3 Experts Share Their Best Secrets for Bagging More Late-Season Rabbits
There's still time to get in a few more good rabbit hunts this season, but you'll have sharpen your tactics. Here's how
For hunters who’ve had the opportunity to experience it, the sound of a happy, cohesive pack of beagles snuffling the ground and sounding off in unison while tracking cottontail rabbits is winter’s sweetest music. Although rabbit seasons are winding down across the country, there’s still time to get in a few more good hunts. Just keep in mind that late-season, cold-weather rabbit hunting is full of subtlety. That’s why we reached out to three diehard Virginia rabbit hunters for their advice.
Frank Spuchesi of King George, Virginia, has been rabbit hunting since he was a teenager. He was mentored by Mickey Ford, a cottontail expert who’s run beagles since 1959, employing lessons taught to him by his father and grandfather. Roger Summers is another of Spuchesi’s main rabbit hunting pals. Chip Watkins, owner of Monquin Creek Outfitters, grew up rabbit hunting on lowland family farms along the Pamunkey River. Today he manages some 25,000 acres of prime habitat for waterfowl, deer and turkey upland birds and rabbits. Here are their top 5 tips for bagging more bunnies when the season is ticking away.
1. Wait Until Mid-Morning to Start Hunting Rabbits
A rabbit’s scent doesn’t stick to the ground well on frosty mornings, says Spuchesi. “Once the sun comes up a little and the frost burns off, the dogs do a lot better on the track. So don’t be in a rush on really cold mornings. Sleep in and let the sun come up.”
Summers adds, “If you have a lot of snow and ice, you might just want to stay home. Ice or snow that’s frozen over is terrible for the dogs, increasing the cuts on their pads. You could put boots on them, but it’s usually not worth it. The rabbits hole up for a couple days after a particularly nasty weather event.”
“If the temperature is above freezing and the crusty top of the snow is just starting to melt, the rabbits leave good tracks and the dogs can follow them better,” adds Spuchesi.

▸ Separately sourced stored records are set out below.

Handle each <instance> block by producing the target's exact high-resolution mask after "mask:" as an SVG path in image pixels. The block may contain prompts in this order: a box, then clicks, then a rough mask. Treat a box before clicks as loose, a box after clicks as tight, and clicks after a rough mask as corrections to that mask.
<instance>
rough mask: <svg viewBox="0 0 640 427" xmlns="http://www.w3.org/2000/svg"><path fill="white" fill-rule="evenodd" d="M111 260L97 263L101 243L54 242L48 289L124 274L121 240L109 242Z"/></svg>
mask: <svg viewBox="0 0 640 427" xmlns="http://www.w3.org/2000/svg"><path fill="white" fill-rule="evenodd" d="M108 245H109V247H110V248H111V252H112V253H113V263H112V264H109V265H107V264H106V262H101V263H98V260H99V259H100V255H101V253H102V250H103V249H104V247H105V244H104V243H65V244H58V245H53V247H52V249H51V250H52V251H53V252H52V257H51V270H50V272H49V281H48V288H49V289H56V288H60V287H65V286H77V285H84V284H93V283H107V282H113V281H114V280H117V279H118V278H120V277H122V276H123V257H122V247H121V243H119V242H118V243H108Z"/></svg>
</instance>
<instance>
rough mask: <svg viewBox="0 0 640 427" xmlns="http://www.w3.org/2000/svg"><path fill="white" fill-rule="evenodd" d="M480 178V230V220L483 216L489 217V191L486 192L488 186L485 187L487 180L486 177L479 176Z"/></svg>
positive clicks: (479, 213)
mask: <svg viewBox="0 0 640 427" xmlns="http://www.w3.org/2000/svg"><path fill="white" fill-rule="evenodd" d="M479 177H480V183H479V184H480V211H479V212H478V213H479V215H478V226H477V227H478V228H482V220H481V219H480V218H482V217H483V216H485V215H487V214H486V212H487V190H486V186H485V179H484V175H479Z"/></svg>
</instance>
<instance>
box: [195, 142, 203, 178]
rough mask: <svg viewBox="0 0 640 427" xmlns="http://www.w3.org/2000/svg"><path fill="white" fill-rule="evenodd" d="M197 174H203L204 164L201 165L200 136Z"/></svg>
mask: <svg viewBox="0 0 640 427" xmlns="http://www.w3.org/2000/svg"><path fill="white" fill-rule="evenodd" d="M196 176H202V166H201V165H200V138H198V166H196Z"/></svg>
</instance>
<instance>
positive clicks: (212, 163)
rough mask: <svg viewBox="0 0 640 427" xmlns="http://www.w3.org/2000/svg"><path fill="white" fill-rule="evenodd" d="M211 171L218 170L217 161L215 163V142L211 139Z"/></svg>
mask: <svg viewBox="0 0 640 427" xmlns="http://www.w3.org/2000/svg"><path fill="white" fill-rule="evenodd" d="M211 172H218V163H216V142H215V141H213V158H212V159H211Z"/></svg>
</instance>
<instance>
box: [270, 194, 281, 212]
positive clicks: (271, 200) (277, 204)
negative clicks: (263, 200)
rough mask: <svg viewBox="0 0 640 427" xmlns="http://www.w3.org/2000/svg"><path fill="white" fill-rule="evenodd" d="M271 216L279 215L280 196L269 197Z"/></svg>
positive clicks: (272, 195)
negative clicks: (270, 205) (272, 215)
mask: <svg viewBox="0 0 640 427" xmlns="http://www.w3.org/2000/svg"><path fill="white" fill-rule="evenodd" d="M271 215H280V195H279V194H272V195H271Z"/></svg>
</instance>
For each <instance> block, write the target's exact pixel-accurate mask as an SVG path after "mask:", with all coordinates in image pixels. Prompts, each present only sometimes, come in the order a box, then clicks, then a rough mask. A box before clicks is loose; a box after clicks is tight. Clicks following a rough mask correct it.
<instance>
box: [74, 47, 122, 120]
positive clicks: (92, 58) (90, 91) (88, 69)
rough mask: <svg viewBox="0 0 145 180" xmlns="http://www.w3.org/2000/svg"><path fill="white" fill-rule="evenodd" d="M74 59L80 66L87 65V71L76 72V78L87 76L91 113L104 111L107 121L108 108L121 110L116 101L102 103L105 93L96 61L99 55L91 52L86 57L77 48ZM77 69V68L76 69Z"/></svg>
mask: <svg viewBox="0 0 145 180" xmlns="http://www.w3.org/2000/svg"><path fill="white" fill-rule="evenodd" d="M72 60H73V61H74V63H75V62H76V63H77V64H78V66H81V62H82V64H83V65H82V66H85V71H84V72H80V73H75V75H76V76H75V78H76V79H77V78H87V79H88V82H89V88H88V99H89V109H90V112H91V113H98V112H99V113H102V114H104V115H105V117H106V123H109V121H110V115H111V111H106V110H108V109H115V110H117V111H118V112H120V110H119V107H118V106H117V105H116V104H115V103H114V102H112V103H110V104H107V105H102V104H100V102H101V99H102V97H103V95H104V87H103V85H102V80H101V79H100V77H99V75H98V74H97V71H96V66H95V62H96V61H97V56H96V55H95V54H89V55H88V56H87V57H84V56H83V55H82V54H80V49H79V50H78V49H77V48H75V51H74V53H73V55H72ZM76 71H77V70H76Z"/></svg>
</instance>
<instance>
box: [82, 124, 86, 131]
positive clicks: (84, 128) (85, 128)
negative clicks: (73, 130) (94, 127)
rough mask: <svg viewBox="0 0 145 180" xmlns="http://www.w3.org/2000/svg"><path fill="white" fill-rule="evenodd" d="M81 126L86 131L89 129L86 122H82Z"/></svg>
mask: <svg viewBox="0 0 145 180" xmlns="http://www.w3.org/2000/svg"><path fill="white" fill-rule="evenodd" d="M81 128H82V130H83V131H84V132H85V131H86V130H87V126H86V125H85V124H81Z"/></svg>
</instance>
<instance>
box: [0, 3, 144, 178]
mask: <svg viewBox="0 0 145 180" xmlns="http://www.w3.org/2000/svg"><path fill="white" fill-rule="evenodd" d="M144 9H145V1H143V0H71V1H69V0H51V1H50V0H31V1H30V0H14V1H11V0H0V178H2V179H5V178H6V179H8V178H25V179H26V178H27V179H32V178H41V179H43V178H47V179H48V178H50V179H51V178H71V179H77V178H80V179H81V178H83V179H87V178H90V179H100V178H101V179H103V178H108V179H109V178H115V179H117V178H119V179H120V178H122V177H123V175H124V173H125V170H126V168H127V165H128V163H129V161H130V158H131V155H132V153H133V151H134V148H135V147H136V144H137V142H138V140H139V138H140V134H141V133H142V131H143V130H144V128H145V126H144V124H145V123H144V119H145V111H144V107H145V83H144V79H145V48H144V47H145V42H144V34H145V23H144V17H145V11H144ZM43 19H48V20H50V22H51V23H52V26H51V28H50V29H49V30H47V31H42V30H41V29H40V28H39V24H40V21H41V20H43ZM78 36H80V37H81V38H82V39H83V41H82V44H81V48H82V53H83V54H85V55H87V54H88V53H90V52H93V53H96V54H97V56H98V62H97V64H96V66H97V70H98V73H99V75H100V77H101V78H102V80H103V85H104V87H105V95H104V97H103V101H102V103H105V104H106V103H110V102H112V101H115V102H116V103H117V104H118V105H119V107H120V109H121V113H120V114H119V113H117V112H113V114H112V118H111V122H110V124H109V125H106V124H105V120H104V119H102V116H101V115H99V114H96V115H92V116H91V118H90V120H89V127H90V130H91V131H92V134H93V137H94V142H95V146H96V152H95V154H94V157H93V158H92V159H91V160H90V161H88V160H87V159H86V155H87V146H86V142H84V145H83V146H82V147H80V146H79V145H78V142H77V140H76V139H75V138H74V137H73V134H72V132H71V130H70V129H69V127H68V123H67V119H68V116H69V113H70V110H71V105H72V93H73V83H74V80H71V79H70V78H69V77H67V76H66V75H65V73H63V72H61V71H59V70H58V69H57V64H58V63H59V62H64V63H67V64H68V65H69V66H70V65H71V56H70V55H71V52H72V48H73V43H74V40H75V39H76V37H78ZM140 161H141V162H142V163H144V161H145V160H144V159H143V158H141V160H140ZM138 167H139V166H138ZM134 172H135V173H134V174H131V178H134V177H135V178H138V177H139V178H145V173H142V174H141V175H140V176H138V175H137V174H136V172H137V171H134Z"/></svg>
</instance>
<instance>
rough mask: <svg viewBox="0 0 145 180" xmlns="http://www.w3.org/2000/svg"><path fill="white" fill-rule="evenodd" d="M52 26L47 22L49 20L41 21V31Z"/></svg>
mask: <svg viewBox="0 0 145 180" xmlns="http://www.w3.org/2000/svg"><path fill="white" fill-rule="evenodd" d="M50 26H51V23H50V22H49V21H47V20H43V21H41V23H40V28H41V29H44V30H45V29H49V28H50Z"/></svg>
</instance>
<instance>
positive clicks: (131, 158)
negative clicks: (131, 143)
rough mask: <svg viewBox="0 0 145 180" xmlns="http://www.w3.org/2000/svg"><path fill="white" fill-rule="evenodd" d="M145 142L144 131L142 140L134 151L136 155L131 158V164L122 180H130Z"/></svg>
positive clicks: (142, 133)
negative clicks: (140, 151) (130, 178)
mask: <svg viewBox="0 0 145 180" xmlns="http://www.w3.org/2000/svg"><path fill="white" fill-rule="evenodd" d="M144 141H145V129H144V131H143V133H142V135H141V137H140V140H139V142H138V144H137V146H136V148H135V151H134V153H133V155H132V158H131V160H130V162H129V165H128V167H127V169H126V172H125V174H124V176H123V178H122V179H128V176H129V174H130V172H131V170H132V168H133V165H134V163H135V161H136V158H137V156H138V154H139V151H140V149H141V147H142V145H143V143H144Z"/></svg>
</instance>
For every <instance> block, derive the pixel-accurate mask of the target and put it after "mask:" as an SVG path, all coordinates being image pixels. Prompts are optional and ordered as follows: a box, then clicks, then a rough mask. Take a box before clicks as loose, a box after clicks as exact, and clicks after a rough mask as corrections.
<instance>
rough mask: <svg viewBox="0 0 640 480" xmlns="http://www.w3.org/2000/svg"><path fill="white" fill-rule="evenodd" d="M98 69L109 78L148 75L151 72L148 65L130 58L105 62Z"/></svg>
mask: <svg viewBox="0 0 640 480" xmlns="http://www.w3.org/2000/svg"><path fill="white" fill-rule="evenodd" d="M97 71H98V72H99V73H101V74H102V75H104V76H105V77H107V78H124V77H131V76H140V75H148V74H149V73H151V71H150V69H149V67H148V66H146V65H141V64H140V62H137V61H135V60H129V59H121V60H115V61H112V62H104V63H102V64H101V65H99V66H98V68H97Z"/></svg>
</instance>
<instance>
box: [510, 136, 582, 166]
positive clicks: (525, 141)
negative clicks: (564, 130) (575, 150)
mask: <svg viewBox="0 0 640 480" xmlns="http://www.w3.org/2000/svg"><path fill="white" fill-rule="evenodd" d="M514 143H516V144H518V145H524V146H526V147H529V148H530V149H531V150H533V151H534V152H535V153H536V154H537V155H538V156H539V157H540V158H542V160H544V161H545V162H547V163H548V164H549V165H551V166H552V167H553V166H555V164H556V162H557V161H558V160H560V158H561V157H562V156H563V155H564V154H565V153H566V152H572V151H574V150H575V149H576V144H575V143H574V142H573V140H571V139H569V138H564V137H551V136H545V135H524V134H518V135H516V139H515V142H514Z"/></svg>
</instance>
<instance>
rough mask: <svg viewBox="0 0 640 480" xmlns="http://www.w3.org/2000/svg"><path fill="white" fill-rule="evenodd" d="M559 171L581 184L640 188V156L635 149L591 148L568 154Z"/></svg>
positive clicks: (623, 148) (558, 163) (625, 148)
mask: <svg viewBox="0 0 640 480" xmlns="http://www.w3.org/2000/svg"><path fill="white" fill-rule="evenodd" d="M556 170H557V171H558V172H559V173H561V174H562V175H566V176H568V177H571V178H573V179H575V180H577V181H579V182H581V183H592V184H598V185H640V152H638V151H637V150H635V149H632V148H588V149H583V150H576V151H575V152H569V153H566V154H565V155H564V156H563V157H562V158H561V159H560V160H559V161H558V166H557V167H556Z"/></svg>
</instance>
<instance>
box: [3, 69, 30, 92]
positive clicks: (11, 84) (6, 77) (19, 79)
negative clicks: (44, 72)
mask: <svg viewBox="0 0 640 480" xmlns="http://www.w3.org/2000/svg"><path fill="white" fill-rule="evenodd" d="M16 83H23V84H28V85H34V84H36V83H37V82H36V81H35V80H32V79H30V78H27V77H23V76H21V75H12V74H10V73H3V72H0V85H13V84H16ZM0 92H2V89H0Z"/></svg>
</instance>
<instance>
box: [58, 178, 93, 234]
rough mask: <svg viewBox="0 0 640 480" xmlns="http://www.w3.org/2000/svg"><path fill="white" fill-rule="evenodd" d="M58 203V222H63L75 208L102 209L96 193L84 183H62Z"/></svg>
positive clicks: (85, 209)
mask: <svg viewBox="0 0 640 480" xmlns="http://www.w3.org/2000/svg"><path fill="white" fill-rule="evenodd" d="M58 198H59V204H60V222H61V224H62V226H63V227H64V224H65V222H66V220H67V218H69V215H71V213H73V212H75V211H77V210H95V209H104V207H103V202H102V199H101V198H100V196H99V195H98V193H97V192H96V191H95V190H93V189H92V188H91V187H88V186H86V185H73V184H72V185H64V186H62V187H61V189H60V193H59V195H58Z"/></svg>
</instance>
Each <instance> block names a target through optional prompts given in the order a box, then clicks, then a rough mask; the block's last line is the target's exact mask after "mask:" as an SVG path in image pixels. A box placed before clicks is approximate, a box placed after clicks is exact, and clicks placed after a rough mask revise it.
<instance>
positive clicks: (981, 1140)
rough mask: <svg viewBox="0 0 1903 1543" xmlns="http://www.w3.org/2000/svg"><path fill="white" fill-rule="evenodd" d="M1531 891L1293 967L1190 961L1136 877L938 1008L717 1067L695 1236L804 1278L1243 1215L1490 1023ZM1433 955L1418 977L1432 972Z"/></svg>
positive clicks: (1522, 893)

“Light, snow, however, is good,” notes Summers. “Something like an inch or three. A light, fresh snow lets you see the tracks better and point out where rabbits are concentrated.”
2. Let Rabbit Sign Tell You Where to Hunt
“A good rabbit hunter is always looking for sign,” says Spuchesi. Tracks in fresh snow are obvious, as are fresh droppings. What’s also easy to spot if you know what to look for are rabbit cuttings, whether there’s snow or not. “Rabbits like to eat the bark of small trees, especially in late season, just like beavers,” says Watkins. “Finding freshly chewed small saplings can point to good rabbit populations.” The chewing is at the base of the trees and shrubs, no higher than a typical cottontail can reach. “I’ve seen them chew just about everything, even small pine trees,” says Summers.
3. Don’t Let Late-Season Rabbits Hear You
Rabbits have big ears for a reason. They’re on the menu for just about every wild predator, and they know it. Their ears act as an early warning detection system, each one being able to tilt and rotate some 270 degrees, letting them pick up the faintest sound. So you need to keep quiet. “Rabbits that are still alive in late season aren’t stupid,” says Spuchesi. “Their hearing is their best sense, and they’re constantly listening. I’ve had rabbits hear the safety coming off the gun and turn around. They can hear you talking 100 yards away. Be as quiet as you can, whether its talking or crunching leaves and sticks. You must be stealthy.”
4. Leave Some of the Female Rabbits for Seed
While breeding seasons can vary by geography, cottontail breeding in Virginia typically begins in February and lasts through September. Some breeding, though, occurs in January. Spuchesi says that breeding female cottontails put out very little scent, and the dogs have a harder time finding them and running them. He speculates that this is nature’s way of helping them survive against predators and protect young rabbits in the nest.
“If you let the dogs run, the female rabbits will typically go into a hole earlier than the males,” says Spuchesi. “Buck rabbits tend to run longer and farther, often giving you a shot. In our experience, if you let the dogs run late in the season, you’ll mostly kill buck rabbits.”
Preserving the does is a good thing for conservation, helping to ensure future generations.
5. Stick to Thick Cover for Winter Rabbits
Hunt cover that was too thick to even penetrate before frost and snow knocked some vegetation back. “Late in the year, a lot of the cover is gone,” Spuchesi says. “So rabbits will be concentrated in the thickest cover available. Focus on that cover and hunt more slowly, letting the dogs really work areas.”
Watkins recommends finding places that haven’t seen much hunting pressure, especially properties with cutovers, overgrown hedgerows, and places where treetops are piled after logging operations. Landowners can help create their own late-season hotspots by creating habitat that protects rabbits from predators. “A few of the old-timers taught me to take pallets and stack them six or seven high,” Watkins says. “Throw brush and limbs over them and you create nesting and hiding spaces for rabbits.”